Esto no va de maricas ni machotes
¿Le atraían a Homero, en caso de haber existido, los chicos o las chicas? ¿Le hubiera gustado a Dante practicar el sexo oral con Beatrice? ¿Tuvo alguna vez relaciones íntimas Azorín en su largo matrimonio? Son preguntas que, más allá del picor morboso, no merecen respuesta desde un punto de vista estrictamente literario. No cabe perder tiempo en ellas.
Sin embargo, la sexualidad de los escritores está encima de la mesa. Nunca la identidad sexual (¡terrible expresión!) había condicionado de tal manera la valoración de la obra de un autor. La tiranía de la identidad, impuesta por el movimiento de los despiertos, no conoce límites: también ha entrado a saco en la literatura. La ha violentado con sus sucias manos.
Antes, la consideración de una novela o un poema se basaba principalmente en su calidad artística. Hoy, en cambio, prevalecen otras razones para cierta crítica moralista, como la mencionada identidad sexual, la raza y la ideología del autor. Si se repasan los premios literarios oficiales, tanto en España como fuera de ella, se constata que ser mujer feminista o negro anticolonialista sale a cuenta en el Rastro de las letras.
Mención especial merece la supuesta sensibilidad artística que implica no ser heterosexual, en sus más diversas manifestaciones, sea en el cine, la literatura o la música. Si en el pasado los homosexuales y las lesbianas eran perseguidos y sometidos al escarnio público (ahí está el caso de Oscar Wilde y su paso por la prisión de Reading), hoy son enaltecidos, también sin aparente causa, como reflejo de un desquite histórico.
Autores mimados por el colectivo LGTBI+ copan las estanterías de las librerías y reciben los mayores elogios en los suplementos literarios. Unas veces con razón pero otras muchas sin ella. Lo que importa es servir a una causa, no tanto apreciar el valor artístico del libro comentado. En ese intento por homosexualizar el canon literario se convierte en iconos a Federico García Lorca y Gloria Fuertes, y se descubre el supuesto pasado gay de clásicos como Cervantes y Shakespeare.
Sinceramente, a mí todo esto me da igual. Las últimas novelas que leí el pasado año fueron escritas por dos homosexuales. La primera fue Queer, de William S. Burroughs, otro santo de la cultura gay, y la segunda fue El héroe de las mansardas de Mansard, de Álvaro Pombo. Este último, perro verde entre los suyos, no hace profesión de fe de su homosexualidad.

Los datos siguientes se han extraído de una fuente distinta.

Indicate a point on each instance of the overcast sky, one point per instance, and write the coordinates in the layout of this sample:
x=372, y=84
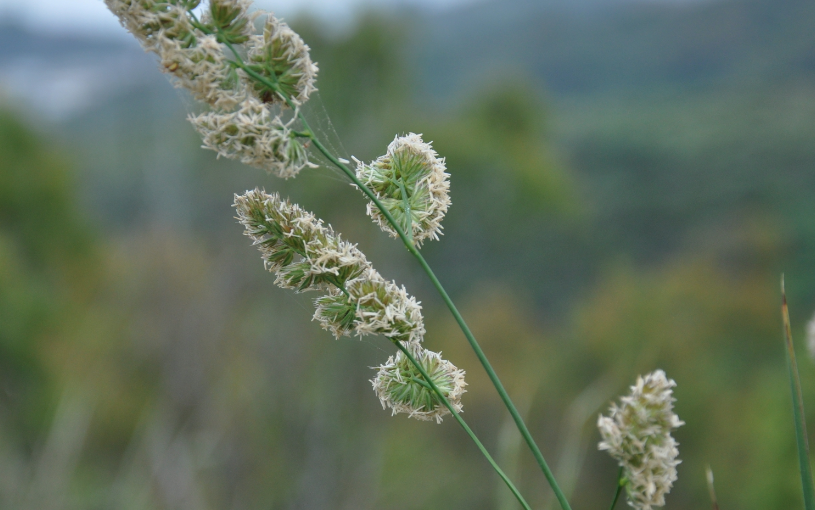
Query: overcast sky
x=91, y=15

Si me interesó leer a estos autores no fue por su homosexualidad sino por curiosidad literaria. De Burroughs no había leído nada hasta la fecha, y me complacía hacerlo para saber de qué iba este exponente de la generación beat que mató a su mujer de un tiro y tenía como amigos a Jack Kerouac y Allen Ginsberg. A Pombo, del que no pude acabar El cielo raso, por ser el último Premio Cervantes.
Puedo hablar de Burroughs, como podría hacerlo de Marcel Proust, Virginia Woolf, Patricia Highsmith, Truman Capote, Pier Paolo Pasolini, Gore Vidal y Jean Genet. No los he leído por ser homosexuales o lesbianas, sino por su talento artístico. En el otro extremo, el territorio de los escritores macho, pienso de igual manera: las proezas sexuales de Henry Miller, Norman Mailer y Ernest Hemingway con mujeres me son indiferentes. Sus novelas, algunas escritas con brío y desesperación, despiertan mi interés y en ocasiones la admiración.
La buena literatura se hace con talento y trabajo, con obstinación y persistencia, para cautivar al lector. "La literatura siempre debe ser un intento", como escribe William S. Burroughs.
¿En qué se parecen Antonio Machado y Luis Cernuda? En que fueron dos grandes poetas, aunque el motivo de su inspiración fuesen mujeres en el caso del primero, y hombres jóvenes en el segundo. Es tan sencillo como eso, pero seguirá habiendo gente que quiera buscarle los tres pies al gato.